La contribution totale de l’Union européenne pour ce projet s’est élevée à 5 millions d’euros pour sa première phase (2010-2013) et sera de 11,5 millions d’euros pour sa seconde phase (2014-2016).

Les 4 et 5 décembre 2014, dans le cadre du sommet des Nations unies sur les changements climatiques qui s’est tenu à Lima (COP 20), ont été présentés les résultats du programme EUROCLIMA ainsi que les nouvelles orientations de la collaboration qui unit l’UE et l’Amérique latine en matière de changement climatique.

La lutte contre la pauvreté, les inégalités et l’exclusion, qui menacent non seulement d’hypothéquer la stabilité politique de la région, mais également ses perspectives de croissance. Malgré des résultats macroéconomiques impressionnants, la concentration de la richesse reste forte en Amérique latine, comme le reflète un indice de Gini de 0,496 en 2012. Alors que la violence politique est partout en déclin, des expressions hétérogènes de violence s’y développent par ailleurs.

La France fait un effort particulier en faveur d’Haïti, auquel elle est particulièrement liée par l’histoire en tant qu’ancienne puissance coloniale et dont elle est voisine par ses départements d’Amérique.
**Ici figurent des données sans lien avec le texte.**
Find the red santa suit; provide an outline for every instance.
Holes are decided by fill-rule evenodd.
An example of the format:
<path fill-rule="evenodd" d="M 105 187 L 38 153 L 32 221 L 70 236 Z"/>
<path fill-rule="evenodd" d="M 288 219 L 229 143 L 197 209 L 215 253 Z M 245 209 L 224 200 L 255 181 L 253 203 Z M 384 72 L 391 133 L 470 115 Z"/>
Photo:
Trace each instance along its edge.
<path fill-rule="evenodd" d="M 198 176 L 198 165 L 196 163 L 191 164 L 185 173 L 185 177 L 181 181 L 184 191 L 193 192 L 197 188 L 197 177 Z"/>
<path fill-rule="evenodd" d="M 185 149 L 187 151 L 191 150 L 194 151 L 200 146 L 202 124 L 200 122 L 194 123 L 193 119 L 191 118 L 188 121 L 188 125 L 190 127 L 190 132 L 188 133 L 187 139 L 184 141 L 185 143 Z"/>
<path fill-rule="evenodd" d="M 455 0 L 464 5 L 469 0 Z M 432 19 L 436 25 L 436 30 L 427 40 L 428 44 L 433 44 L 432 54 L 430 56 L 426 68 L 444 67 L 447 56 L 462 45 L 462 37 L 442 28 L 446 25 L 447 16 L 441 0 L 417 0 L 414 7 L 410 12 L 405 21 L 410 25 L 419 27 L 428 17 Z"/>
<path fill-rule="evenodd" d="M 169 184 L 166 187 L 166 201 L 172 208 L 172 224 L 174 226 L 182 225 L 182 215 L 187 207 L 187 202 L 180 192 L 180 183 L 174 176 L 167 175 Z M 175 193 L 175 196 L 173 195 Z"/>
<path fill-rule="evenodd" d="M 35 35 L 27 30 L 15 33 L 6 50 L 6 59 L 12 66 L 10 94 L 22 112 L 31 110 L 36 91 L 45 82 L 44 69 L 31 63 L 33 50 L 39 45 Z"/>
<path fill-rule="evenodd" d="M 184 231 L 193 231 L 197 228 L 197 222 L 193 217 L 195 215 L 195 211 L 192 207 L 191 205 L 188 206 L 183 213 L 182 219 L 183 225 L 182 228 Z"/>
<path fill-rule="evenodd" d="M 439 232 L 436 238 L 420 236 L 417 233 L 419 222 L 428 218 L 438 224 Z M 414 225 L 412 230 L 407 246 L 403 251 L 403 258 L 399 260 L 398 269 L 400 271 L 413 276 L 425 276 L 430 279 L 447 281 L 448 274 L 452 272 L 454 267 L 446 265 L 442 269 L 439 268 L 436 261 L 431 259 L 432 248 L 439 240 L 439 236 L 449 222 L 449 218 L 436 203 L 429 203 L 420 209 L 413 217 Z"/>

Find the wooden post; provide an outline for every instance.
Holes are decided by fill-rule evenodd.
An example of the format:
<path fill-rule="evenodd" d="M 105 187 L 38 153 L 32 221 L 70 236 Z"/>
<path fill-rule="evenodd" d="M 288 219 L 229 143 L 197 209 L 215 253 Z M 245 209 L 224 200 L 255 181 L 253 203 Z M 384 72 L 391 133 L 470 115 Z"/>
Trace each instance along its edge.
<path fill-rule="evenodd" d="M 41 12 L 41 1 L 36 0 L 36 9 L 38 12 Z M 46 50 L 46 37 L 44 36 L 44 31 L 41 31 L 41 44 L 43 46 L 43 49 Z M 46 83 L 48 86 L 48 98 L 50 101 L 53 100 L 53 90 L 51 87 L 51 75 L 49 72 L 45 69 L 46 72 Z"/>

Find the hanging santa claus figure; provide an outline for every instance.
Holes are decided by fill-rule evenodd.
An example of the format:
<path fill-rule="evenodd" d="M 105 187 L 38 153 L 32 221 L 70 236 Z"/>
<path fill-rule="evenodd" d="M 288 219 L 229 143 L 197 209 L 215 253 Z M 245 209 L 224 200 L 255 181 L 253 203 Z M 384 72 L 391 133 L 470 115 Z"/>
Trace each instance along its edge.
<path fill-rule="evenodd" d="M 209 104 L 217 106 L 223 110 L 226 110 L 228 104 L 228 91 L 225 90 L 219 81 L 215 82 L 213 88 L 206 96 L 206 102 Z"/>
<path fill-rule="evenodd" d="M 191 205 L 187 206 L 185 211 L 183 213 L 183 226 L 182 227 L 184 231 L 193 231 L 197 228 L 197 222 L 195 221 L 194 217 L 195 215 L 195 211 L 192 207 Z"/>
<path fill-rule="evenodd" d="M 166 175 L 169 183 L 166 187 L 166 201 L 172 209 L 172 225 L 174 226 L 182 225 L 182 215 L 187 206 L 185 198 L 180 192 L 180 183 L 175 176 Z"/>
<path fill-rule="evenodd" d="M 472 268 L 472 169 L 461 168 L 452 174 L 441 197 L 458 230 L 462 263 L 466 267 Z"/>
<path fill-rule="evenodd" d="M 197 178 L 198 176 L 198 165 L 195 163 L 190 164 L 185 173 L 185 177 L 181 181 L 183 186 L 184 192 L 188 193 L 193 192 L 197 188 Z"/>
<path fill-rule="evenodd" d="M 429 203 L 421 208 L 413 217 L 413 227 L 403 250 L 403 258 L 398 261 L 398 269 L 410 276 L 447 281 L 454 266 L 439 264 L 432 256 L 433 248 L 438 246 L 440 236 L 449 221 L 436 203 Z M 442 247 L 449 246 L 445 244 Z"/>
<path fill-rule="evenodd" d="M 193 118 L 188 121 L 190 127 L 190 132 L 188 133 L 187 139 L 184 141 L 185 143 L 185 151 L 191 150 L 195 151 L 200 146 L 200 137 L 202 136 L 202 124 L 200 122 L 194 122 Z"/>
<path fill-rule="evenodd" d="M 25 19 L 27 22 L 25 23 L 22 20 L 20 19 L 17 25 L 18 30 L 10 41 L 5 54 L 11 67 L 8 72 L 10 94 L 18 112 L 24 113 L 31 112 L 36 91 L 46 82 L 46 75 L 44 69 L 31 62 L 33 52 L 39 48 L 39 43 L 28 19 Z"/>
Le soutien de la France à Haïti s’inscrit tant dans le cadre européen et multilatéral que dans une démarche bilatérale. Ainsi, notre pays a notamment apporté une aide alimentaire de 2,5 M d’euros en 2012 afin que la pauvreté, les inégalités et l’exclusion ne poussent pas des populations désespérées à se jeter aveuglément dans la voie de l’immigration clandestine.

Enfin, dans le contexte particulier de la mise en œuvre des accords de paix conclus en Colombie, l’Union européenne a décidé, en décembre 2016, la constitution d’un fonds fiduciaire de 95 millions d’euros visant à financer des projets relatifs au post-conflit et au développement rural.